--and four Americans were driving around the Isle of Anglesey with a cabbie who didn't speak any kind of English I had ever heard, looking for lodging on what turned out to be the only weekend of the year that Holyhead has any real need to even offer overnight accommodations. But let's start from the beginning.
I credit (and you can blame) much of my current love for travel to my aunt, who dragged me to Ireland in the first place. She taught me that travel doesn't have to be some esoteric idea that one dreams of "doing someday," but can be a part of your regular existence if you keep yourself open to new experiences and jump at opportunities as they arise (which is how we once found ourselves crammed on a hill in sub-freezing temperatures with 15,000 other people waiting for a groundhog to appear, but that's a different story).

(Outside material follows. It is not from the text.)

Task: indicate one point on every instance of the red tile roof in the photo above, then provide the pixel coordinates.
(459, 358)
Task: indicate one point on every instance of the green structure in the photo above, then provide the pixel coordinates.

She also taught me, the hard way, that sometimes you need just a little bit of a plan.
Our trip to Ireland wasn't all pub songs and museums, we were actually there to perform a new oratorio by composer Andrew T. Miller. Through a long, and somewhat mundane, series of events, we found ourselves part of the choir, so there we were. But with a day off from rehearsals we thought we should seize the opportunity to get another stamp in our passports, and we boarded the ferry from Dublin to Holyhead, Isle of Anglesey, Wales.
I know a few things about Wales: Wales has a prince, and Welsh is the most ridiculous looking language on the planet. Really, that's about all there is to know about Wales, so I figured we were in good shape as we crossed the Irish Sea. It turns out there's one more thing you should know: there are no hotel rooms available anywhere within 20 miles of Holyhead on the third weekend in August. Trust me. I've looked for one.
We step out of the Holyhead ferry terminal and are greeted by.............nothing. No restaurants, no pubs, not even any streetlights. Just dark emptiness for as far as the eye can see. Apparently the ferry we were on was just bringing all of the Welsh tourists back home. Dubliners know better. What we had expected to be a quaint seaside town with B&B's and friendly pubs turned out to be, well, not that at all. It was instead a narcoleptic town that closed down at 5:00 and just happened to be hosting the Anglesey Agricultural Fair. But we were determined that we were going to experience Wales, so we call a cab company and proceed to attempt to explain to our cabbie that we want any room/food that is available.
After four hours, and numerous unfruitful stops, we pull up to The Bull Hotel--and there are two rooms available! Famished, exhausted, and a bit cranky that our passports didn't actually get stamped when we crossed into Wales, we were ready to sleep just about anywhere, even if we were 15 minutes too late for dinner. "Is there any way the kitchen can scrounge something up for us?" we beg, hoping against hope that our poor grumbling stomachs aren't going to be denied. "Well, tonight was Chinese food night. Come to the dining room and we'll bring you some," is the unexpected reply. We look quizzically at each other, but since our cabbie had already pealed out of the parking lot with our 4-hour fare, chuckling to himself about the crazy tourists, we head over to the dining room to see how the Welsh do Chinese.
Now I have never been to China. Until recently I thought Safeway made pretty good Chinese food, but even I know that you don't see a lot of potatoes in Asia. Maybe it was fusion, or maybe it was just confusion, but there on our plates were sweet and sour chicken, over rice, all over "chips." Yep, french fries. If I move to Canada and open an International Poutine stand, this is going to be the first thing on the menu.
Fortunately, after a good night's sleep (and a shower involving more pulleys and levers than an 18th century sailing ship), the world again looks promising. And it was good we were well rested because awaiting me that day was going to be one of the biggest challenges I have yet encountered: navigating for someone who is driving on the left side of the road.
I don't understand driving on the left side of the road. Why
wouldn't you drive on the right side? But apparently on the British Isles left is right and right is wrong. No wonder all of their colonial holdings have been able to break free. But I digress.
The hardest part about navigating in Wales is that all of the names of places are so long, and the places themselves so small, that by the time you read the whole town's name you've already driven through it. Case in point, the town of Llanfairpwllgwyngyllgogerychwyrndrobwllllantysiliogogogoch. Imagine having to write that on every form you ever fill out! In fact, the town governors figured residents were spending approximately 3 years of their life just writing their town's name, so they shortened it to Llanfair PG. Parental guidance suggested.
When you plan your trip to Wales, learn from our mistakes, take my advice, and head straight to the town of Beaumaris. That's the Wales you want to see. Castle ruins, tea houses, locally made blankets, and all the charm you could ever want. Just remember, no right turn on red.